11.25.16 Issue #768 info@mckenziemgmt.com 1-877-777-6151 Forward This Newsletter
 


Nancy Caudill
Senior Consultant
Printer Friendly Version

What You Should Know About Net Production and Net Collections
By Nancy Caudill, Senior Consultant

Case Study #277

The doctor’s concerns: Like many dentists, the doctor in this case study called McKenzie Management because his practice was struggling and he needed to find ways to earn more income. Here’s a look at his practice statistics:

- Gross Production for the month = $76,000   
- Gross Collections for the month = $65,500
- Gross Production to Gross Collections % = 86%

At first glance, it seems that on average he made his daily production goal for the month. The problem is, statistics can be deceiving – especially if you’re not comparing apples to apples. You probably talk with your dentist friends about how much you produce each month. But to really know how your practice is doing, it’s more important to determine how much you’re collecting, specifically how much you’re collecting after adjustments, which is your net collections.

A Look at Gross Production
Gross production is different for different offices. Some offices post the already adjusted PPO fees as their gross production, while other practices post their office fees for patients where PPO contracted fees are not applicable. As an example, let’s look at a D1110 ADA Code where the office fee is $80 and the contracted PPO fee is only $68 and what that means in three different practices.

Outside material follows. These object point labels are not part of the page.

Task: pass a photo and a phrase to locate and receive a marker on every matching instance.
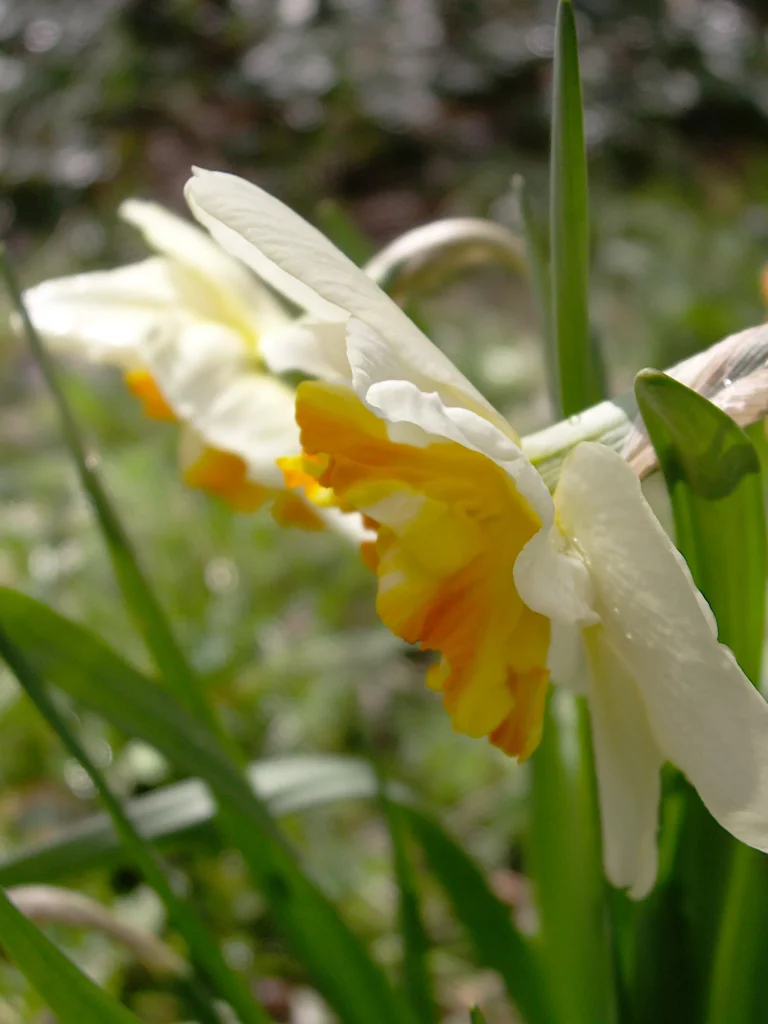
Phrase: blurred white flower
(476, 560)
(186, 326)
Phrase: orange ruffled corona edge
(450, 524)
(221, 473)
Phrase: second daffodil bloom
(478, 562)
(186, 326)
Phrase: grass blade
(71, 994)
(485, 919)
(139, 598)
(565, 856)
(569, 232)
(566, 865)
(70, 657)
(417, 981)
(201, 945)
(336, 223)
(715, 482)
(178, 815)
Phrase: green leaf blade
(69, 656)
(71, 994)
(417, 980)
(715, 482)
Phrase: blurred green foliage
(402, 111)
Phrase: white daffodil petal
(313, 347)
(628, 764)
(185, 245)
(268, 236)
(105, 314)
(205, 376)
(705, 715)
(374, 360)
(567, 658)
(549, 580)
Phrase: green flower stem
(741, 942)
(201, 945)
(569, 230)
(566, 861)
(139, 598)
(566, 866)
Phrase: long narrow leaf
(417, 980)
(569, 232)
(565, 857)
(201, 944)
(714, 478)
(75, 660)
(71, 994)
(182, 813)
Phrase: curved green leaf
(70, 993)
(72, 658)
(714, 477)
(485, 919)
(181, 813)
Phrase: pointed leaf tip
(695, 441)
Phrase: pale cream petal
(239, 294)
(312, 272)
(103, 315)
(206, 377)
(549, 579)
(628, 764)
(567, 658)
(705, 715)
(375, 363)
(314, 347)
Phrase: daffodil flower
(186, 328)
(478, 561)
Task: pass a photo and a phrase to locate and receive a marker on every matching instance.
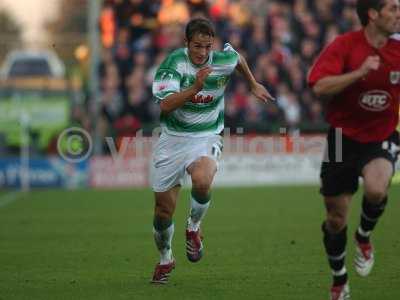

- Office A is a PPO participant with this patient’s insurance and posts $80
- Office B is a PPO participant with a similar patient’s insurance and posts $68
- Office C doesn’t participate with the patient’s insurance and posts $80

These figures are all considered gross production because the Financial Coordinator hasn’t applied any adjustments.

A Look at Net Production
Let’s take the same numbers from the above example to illustrate net production. Office A receives the insurance payment and the Explanation of Benefits (EOB) and now must post an adjustment of $12. Why? The EOB shows the submitted amount of the claim was $80, but the allowed amount is only $68. The difference must be adjusted, making the new production for this office $68.

Now let’s look at office B. Office B receives payment from the insurance company and the EOB shows both the submitted amount and the allowed amount to be $68. That means no adjustment is needed and the net production is still $68.

Finally we have Office C. The EOB with the insurance payment indicates the submitted amount and the allowed amount are both $80. Again no adjustment is needed and the net production is $80.

Now let’s look at gross collections for the same scenario, assuming insurance paid 100% for this procedure in their plan:

- Office A collected $68
- Office B collected $68
- Office C collected $80

The amounts above all represent gross collections because no adjustments have been posted to them. But let’s say office C’s family balance was only $68 before the insurance paid. Because the insurance is paying $80, there’s now a credit balance of $12 that needs to be returned to the account. Once that $12 check is written to the patient, that office’s net collections becomes $68.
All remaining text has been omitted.